How the Human Microbiome Project Works

The Project: Swabbing Hundreds of Humans

So now that we know what we're studying, let's jump into the Human Microbiome Project itself. Funded through the U.S. National Institutes of Health, the first phase was slated for a five-year schedule and included getting samples from the human microbiome and developing a reference set of microbial genome sequences (the goal was 3,000 sequences). The second phase (2013-2015) involves developing a kind of catalog of microbiome data sets to help the scientific community research and study disease and health. They also have the broader, challenging task of investigating the connection between a person's microbial community and various diseases and conditions.

Why hasn't this been done earlier? The technology didn't exist. There wasn't really a way for scientists to study microbiome residents because they couldn't be grown or isolated in a laboratory setting. But with the advance of DNA sequencing and technology, scientists were now able to isolate genetic material from microbial communities without needing to cultivate them [source: NIH]. And so the project began in 2007 with a budget of $170 million and a fairly straightforward task: take samples from a large enough number of healthy people to determine a baseline or framework of what a human microbiome entails.

The first phase started with recruiting volunteers who were considered "healthy." That wasn't easy: 600 subjects between 18 and 40 were brought in, but after rigorous examinations (for things like cavities and yeast infections as well as overall health), more than half were rejected. Two hundred and forty-two subjects from Houston, Texas, and St. Louis, Mo., finally met the criteria, and were the lucky ones to be swabbed multiple places at multiple times, and then have their biome sequenced by more than 200 scientists at 80 different institutions [source: Kolata].

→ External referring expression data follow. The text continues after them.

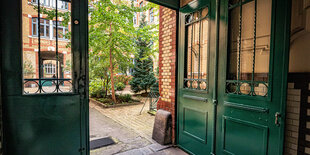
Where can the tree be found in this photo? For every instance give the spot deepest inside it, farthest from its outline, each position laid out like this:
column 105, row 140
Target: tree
column 28, row 68
column 111, row 34
column 143, row 75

Each man was sampled in 15 places, and each woman in 18 (to account for the microbial environment of the vagina), each up to three times over two years. The samples included areas of the gut (taken from the stool), the nose, and multiple places in the mouth and on the skin.

Over the course of the study, more than 11,000 samples were obtained, and scientists were able to sequence part of the RNA material to identify the microbes, as well as determine the size of the population [source: Baylor College of Medicine]. Thus far, 800 of the samples went through a whole genome sequence [source: Baylor College of Medicine]. The project has generated a whopping 3.5 trillion bytes of data, which is a thousand times more than the Human Genome Project [source: Baylor College of Medicine].

National Institutes of Health Common-Fund financing was used through 2013, but the project then began funding itself through 16 participating NIH institutes [source: Mole]. Scientists still are establishing stricter sampling protocols, and attempting to find a base of technical support and resources.